Thursday, May 10, 2018

Education and Partisanship

Interesting graphic from Thomas Edsall in the Times:


More education = more polarization. What is one to make of that?

4 comments:

Anonymous said...

I would say education tends to train students to examine positions, figure them out, argue about them, refine them, and, above all, then take stands on them as stands on principle. Likewise our education system tends to valorize stands taken on principle, the purer and more internally consistent the better, while positions taken on interest (and which are therefore negotiable) are lesser.

Anonymous said...

To put my suggestion another way, it may be that the more one thinks about an issue, the less it becomes susceptible to compromise.

Consider something like OSHA. An obvious compromise would be to give this agency jurisdiction over some industries and not others; or to have it simply decide half of its cases in favor of labor safety, and half in favor of management efficiency and cost-cutting; or to decide every case so that workers get a little more safety, but not too much. But the more one thinks about it, compromises like these betray both the principles of worker protection and business freedom. And the more one thinks about it, the more a person opposed to OSHA is liable to develop a doctrinaire libertarianism, while the more a person in favor it will develop a doctrine of limitless government economic regulation. And how, for example, can a serious libertarian compromise on allowing the existence of OSHA at all?
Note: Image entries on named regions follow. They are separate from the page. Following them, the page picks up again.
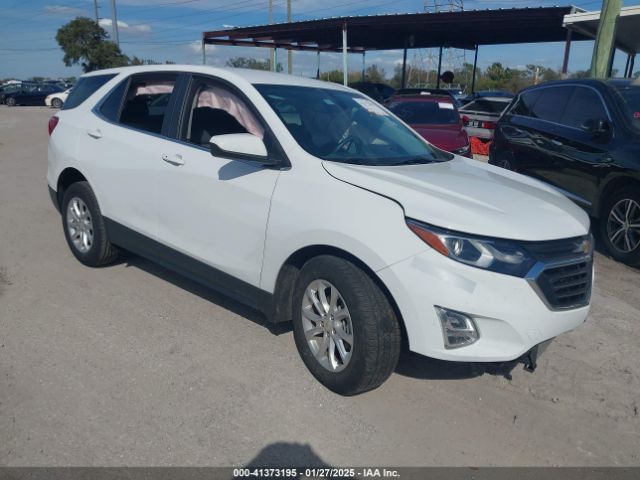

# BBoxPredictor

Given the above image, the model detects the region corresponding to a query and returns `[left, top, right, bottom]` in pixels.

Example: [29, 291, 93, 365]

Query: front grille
[529, 237, 593, 310]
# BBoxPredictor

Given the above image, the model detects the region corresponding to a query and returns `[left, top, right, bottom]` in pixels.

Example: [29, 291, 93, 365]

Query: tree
[56, 17, 129, 73]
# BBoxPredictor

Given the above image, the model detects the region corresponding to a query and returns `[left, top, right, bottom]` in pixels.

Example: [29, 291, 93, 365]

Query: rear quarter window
[62, 74, 116, 110]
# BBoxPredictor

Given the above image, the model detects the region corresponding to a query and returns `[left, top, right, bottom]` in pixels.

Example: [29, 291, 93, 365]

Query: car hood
[411, 125, 469, 151]
[323, 156, 589, 240]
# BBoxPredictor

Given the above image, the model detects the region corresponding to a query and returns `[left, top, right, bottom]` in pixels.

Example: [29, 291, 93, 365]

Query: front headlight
[407, 219, 536, 277]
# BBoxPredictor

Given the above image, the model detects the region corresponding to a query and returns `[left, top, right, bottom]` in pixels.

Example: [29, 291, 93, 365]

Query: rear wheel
[293, 255, 401, 395]
[61, 182, 118, 267]
[600, 187, 640, 266]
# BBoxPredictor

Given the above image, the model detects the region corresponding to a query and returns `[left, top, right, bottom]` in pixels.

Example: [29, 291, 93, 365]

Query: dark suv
[489, 79, 640, 265]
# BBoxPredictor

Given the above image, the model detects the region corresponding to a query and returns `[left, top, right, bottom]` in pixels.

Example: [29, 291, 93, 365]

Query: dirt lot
[0, 106, 640, 466]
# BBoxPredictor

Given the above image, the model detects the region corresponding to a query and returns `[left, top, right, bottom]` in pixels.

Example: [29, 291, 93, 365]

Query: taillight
[49, 116, 60, 135]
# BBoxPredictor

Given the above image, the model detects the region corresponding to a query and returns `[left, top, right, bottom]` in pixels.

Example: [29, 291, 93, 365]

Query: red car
[388, 95, 471, 157]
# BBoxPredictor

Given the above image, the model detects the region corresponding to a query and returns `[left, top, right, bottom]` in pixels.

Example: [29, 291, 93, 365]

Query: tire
[598, 187, 640, 266]
[293, 255, 402, 395]
[61, 182, 119, 267]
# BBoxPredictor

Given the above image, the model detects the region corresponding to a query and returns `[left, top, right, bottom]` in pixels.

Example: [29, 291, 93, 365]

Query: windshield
[616, 84, 640, 129]
[256, 85, 453, 166]
[389, 101, 460, 125]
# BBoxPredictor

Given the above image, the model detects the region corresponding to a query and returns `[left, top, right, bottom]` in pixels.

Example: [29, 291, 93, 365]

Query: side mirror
[582, 118, 612, 140]
[209, 133, 278, 165]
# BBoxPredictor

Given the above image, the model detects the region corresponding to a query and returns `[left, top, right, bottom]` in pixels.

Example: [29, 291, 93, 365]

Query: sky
[0, 0, 640, 79]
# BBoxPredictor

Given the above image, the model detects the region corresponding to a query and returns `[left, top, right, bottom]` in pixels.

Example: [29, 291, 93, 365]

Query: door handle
[87, 128, 102, 138]
[162, 157, 184, 166]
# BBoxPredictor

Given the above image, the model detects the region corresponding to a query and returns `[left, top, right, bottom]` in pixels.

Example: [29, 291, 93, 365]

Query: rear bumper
[377, 250, 589, 362]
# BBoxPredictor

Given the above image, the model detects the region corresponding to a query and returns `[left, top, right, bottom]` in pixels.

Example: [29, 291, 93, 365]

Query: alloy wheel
[607, 198, 640, 253]
[301, 279, 353, 372]
[67, 197, 93, 253]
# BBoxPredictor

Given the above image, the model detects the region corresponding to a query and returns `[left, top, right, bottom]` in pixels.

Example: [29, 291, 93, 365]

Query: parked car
[459, 97, 511, 140]
[490, 79, 640, 265]
[47, 65, 592, 394]
[388, 95, 471, 157]
[349, 82, 395, 103]
[460, 90, 515, 105]
[0, 83, 23, 104]
[44, 88, 71, 108]
[5, 84, 62, 107]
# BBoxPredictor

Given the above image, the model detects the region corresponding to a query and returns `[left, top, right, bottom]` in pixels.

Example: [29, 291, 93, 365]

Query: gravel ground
[0, 106, 640, 466]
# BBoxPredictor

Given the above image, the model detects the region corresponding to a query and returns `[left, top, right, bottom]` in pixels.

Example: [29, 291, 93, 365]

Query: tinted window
[560, 87, 608, 128]
[389, 102, 460, 125]
[616, 84, 640, 129]
[511, 90, 541, 117]
[62, 74, 115, 110]
[531, 87, 574, 123]
[256, 85, 452, 165]
[181, 78, 264, 147]
[120, 74, 177, 134]
[100, 80, 129, 122]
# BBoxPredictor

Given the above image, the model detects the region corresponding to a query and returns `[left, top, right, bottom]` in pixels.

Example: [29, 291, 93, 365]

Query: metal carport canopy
[203, 6, 589, 52]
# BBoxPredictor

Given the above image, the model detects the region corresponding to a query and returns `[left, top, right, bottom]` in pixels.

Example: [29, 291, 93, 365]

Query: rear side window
[120, 73, 178, 134]
[531, 87, 574, 123]
[560, 87, 608, 128]
[62, 74, 115, 110]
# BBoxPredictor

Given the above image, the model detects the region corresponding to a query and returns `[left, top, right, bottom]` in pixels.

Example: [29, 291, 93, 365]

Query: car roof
[83, 64, 352, 91]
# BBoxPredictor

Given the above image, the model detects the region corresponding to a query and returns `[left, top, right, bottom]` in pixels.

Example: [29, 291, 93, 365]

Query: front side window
[532, 86, 574, 123]
[560, 87, 608, 128]
[255, 85, 453, 166]
[120, 74, 177, 134]
[62, 74, 115, 110]
[389, 101, 460, 125]
[182, 79, 264, 147]
[616, 84, 640, 130]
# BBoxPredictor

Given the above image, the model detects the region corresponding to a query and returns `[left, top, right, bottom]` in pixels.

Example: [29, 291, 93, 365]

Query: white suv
[47, 65, 592, 395]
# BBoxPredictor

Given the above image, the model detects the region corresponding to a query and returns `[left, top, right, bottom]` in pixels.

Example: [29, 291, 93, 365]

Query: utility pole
[111, 0, 120, 46]
[591, 0, 622, 78]
[269, 0, 278, 72]
[287, 0, 293, 75]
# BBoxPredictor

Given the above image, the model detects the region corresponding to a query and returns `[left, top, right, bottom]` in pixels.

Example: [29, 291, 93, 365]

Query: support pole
[562, 30, 571, 78]
[591, 0, 622, 78]
[111, 0, 120, 46]
[269, 0, 276, 72]
[287, 0, 293, 75]
[471, 45, 479, 93]
[342, 22, 349, 85]
[436, 45, 442, 88]
[400, 42, 407, 88]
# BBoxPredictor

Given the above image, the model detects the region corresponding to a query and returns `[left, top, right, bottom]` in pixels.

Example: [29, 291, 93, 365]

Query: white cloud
[43, 5, 86, 16]
[98, 18, 151, 34]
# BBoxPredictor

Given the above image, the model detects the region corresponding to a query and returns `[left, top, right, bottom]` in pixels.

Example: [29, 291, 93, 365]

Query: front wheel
[600, 187, 640, 266]
[293, 255, 401, 395]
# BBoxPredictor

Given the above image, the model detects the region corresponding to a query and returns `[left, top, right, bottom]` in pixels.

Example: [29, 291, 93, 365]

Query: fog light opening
[435, 305, 480, 349]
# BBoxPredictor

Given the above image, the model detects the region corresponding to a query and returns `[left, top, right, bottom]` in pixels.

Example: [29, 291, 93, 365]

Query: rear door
[79, 72, 181, 239]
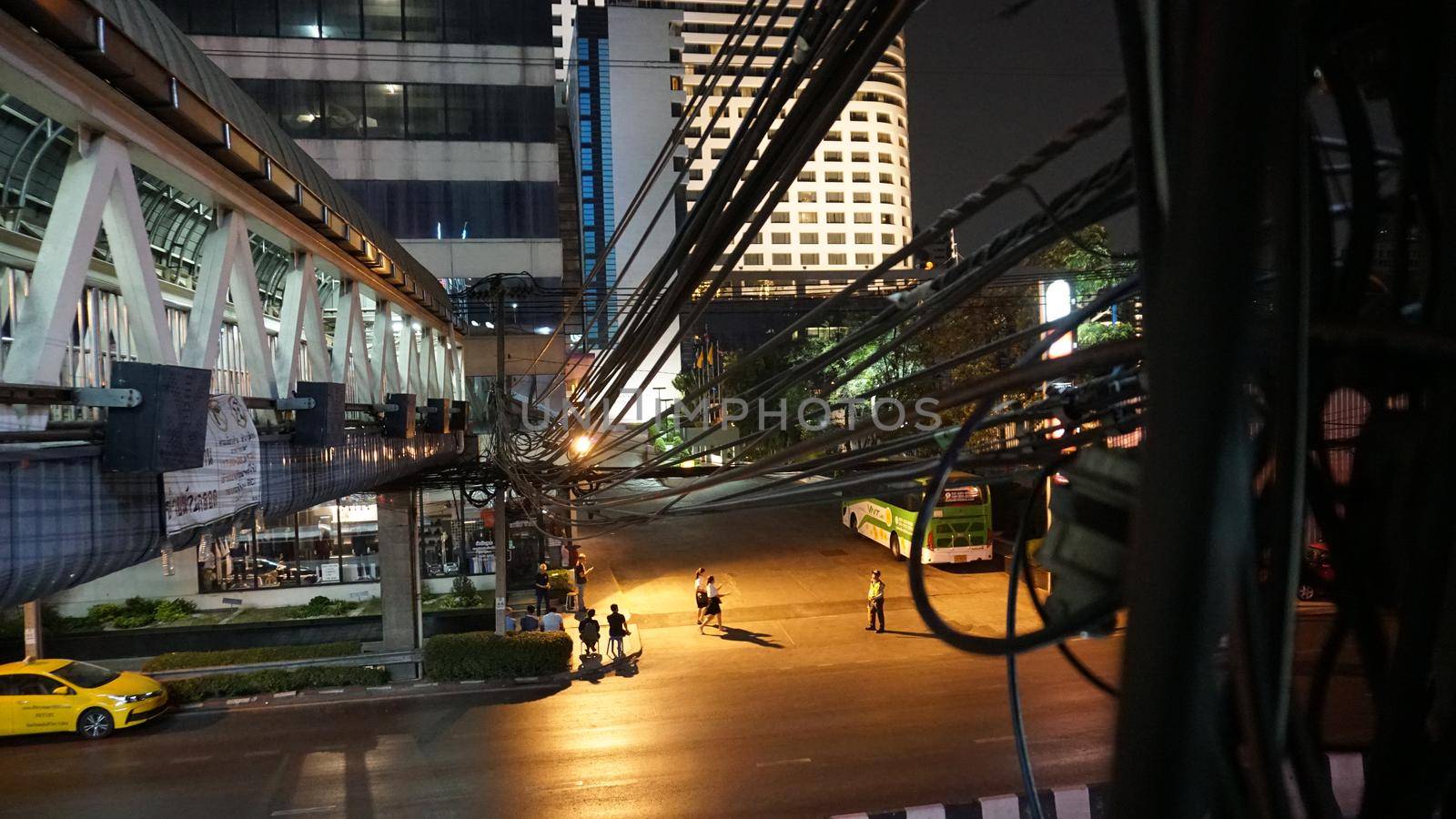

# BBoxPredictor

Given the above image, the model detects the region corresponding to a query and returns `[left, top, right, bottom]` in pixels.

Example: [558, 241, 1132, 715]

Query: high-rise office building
[553, 0, 912, 282]
[157, 0, 561, 287]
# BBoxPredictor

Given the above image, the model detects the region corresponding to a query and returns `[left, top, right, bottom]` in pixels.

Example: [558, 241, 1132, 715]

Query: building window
[364, 0, 403, 39]
[364, 83, 405, 140]
[405, 83, 442, 140]
[339, 179, 558, 239]
[323, 0, 364, 39]
[405, 0, 442, 46]
[323, 83, 364, 140]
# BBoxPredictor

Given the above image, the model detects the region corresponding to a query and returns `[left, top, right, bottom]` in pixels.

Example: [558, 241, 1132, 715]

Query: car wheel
[76, 708, 116, 739]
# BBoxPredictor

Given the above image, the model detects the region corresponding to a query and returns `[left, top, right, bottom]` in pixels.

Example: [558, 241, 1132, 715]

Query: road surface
[0, 483, 1357, 819]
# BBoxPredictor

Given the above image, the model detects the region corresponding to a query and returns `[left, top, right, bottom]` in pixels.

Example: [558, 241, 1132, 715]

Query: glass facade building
[156, 0, 551, 46]
[572, 9, 617, 346]
[187, 491, 546, 594]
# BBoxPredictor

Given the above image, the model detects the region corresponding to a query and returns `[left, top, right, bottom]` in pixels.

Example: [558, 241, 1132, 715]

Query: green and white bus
[842, 472, 992, 562]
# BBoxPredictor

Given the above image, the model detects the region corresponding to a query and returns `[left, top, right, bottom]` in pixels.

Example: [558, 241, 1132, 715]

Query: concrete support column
[377, 491, 424, 678]
[20, 601, 46, 657]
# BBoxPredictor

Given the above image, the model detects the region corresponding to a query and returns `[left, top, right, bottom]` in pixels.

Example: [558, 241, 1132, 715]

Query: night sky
[905, 0, 1136, 252]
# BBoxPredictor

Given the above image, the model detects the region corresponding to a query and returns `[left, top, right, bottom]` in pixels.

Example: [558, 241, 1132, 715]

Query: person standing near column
[571, 552, 592, 608]
[534, 562, 551, 612]
[864, 569, 885, 634]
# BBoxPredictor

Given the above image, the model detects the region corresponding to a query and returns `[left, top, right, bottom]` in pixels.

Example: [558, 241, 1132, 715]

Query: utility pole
[495, 284, 510, 634]
[20, 601, 46, 659]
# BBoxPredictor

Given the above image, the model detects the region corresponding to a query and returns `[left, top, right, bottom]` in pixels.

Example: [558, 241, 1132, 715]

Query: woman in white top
[697, 574, 728, 634]
[693, 565, 708, 625]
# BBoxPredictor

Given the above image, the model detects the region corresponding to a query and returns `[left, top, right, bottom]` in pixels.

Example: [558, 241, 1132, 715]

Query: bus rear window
[941, 487, 986, 506]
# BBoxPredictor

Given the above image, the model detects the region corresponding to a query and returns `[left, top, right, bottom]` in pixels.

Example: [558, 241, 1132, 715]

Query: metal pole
[20, 601, 46, 659]
[495, 278, 510, 634]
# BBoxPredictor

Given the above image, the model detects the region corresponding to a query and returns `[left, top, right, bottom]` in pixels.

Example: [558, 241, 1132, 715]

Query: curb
[173, 672, 571, 714]
[832, 752, 1366, 819]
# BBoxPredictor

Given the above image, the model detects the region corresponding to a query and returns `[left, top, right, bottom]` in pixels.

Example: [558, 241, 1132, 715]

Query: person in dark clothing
[864, 569, 885, 632]
[536, 562, 551, 611]
[521, 606, 541, 631]
[607, 603, 628, 659]
[577, 609, 602, 657]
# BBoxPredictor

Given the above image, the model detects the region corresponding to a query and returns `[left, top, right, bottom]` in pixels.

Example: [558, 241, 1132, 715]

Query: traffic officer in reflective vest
[864, 569, 885, 634]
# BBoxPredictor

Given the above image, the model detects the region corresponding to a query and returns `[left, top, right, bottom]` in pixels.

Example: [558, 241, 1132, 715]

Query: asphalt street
[0, 486, 1362, 819]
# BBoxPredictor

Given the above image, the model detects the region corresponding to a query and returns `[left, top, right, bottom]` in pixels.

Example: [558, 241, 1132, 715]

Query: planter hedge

Yet education encourages us to do things like develop identities based on our beliefs, like "I'm a libertarian" or "I'm a socialist." It encourages us to think of positions like "some regulation, but not too much" as second-rate.

John said...

Right. Which is why the highly educated gravitate toward extreme positions. I have spent much of my life arguing with libertarians; if I had lived in the 1920s I would have spent that time arguing with communists.

John said...

This makes me wonder: is there some kind of education, or level of education, that would get people past ideology? That would teach them how to spot the seams in ideological arguments, that would expose them to the real complexity of the world? Or is it just that you take the education you have and use it to explain the world in the terms your deep, inner psyche understands? So I am not skeptical of ideology because I have some higher knowledge of the world, but because I was born a skeptic?